In October, the MW honored its former commissioner by making him the namesake for the Craig Thompson Championship Trophy. Men’s basketball should follow suit and name its trophy after its most influential coach, SDSU’s Steve Fisher.

Fisher’s first season on The Mesa coincided with the beginning of the Mountain West. For 18 years, as coaches came and went from other institutions, Fisher was the face of MW basketball. He holds the records for most games coached and won by significant margins. More importantly, he proved with his work at SDSU that teams in the MW can attain greatness.

Two months ago, the conference released a five-year strategic plan with the moniker Ascend Together: Our Path to Excellence. Fisher embodied this ethos.

Brian Dutcher and Steve Fisher on Selection Sunday in 2023. (Don De Mars/EVT)

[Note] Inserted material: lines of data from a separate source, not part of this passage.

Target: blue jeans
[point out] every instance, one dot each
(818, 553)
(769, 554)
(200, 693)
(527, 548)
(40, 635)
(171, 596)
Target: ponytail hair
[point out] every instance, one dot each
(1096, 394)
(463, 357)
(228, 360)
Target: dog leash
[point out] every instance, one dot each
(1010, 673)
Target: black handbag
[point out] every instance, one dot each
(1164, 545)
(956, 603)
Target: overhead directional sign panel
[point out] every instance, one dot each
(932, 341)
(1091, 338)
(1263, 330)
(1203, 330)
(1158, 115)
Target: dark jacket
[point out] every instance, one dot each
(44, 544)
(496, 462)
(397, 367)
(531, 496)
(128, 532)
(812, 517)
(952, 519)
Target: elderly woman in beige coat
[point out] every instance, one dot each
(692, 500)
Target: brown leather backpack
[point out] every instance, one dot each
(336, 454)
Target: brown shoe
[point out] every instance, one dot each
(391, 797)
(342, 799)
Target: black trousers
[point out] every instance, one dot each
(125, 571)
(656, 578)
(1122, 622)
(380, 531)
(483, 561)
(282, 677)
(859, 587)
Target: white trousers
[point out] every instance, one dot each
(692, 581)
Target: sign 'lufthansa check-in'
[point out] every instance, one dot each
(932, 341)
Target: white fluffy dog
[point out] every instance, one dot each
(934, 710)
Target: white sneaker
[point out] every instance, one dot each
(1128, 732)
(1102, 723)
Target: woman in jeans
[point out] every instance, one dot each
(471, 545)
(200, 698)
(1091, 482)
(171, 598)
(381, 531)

If a Cinderella wins the tournament this week, more than 60% of the MW’s teams could be in the NCAA Tournament. Fisher created and provided the blueprint for how to build a program in the shadow of the power leagues.

At the advent of the conference, Utah and BYU were consistently the crème of the conference. They left. Even when present members, UNLV, New Mexico, Air Force, or Wyoming, paced the league, their recipes were particular to their institutions and did not have the sustainability of Fisher’s model.

A look around the MW in 2024 reveals squads built in SDSU’s mold. In many ways, the Aztecs’ fifth-place finish in the regular season was because their opponents were more Aztec-like than them. Long athletes who can guard multiple positions and rebound used to only be SDSU’s calling card. Now, it is the entire conference. That is Fisher’s legacy.

Part of reaching the heights the MW aspires to is creating a tradition that resonates with its fans. Outside of San Diego, Fisher is still more commonly known as the coach of the Fab Five. Rebranding the trophy would highlight Fisher’s true impact on college basketball. He democratized the game, and he did it in the Mountain West.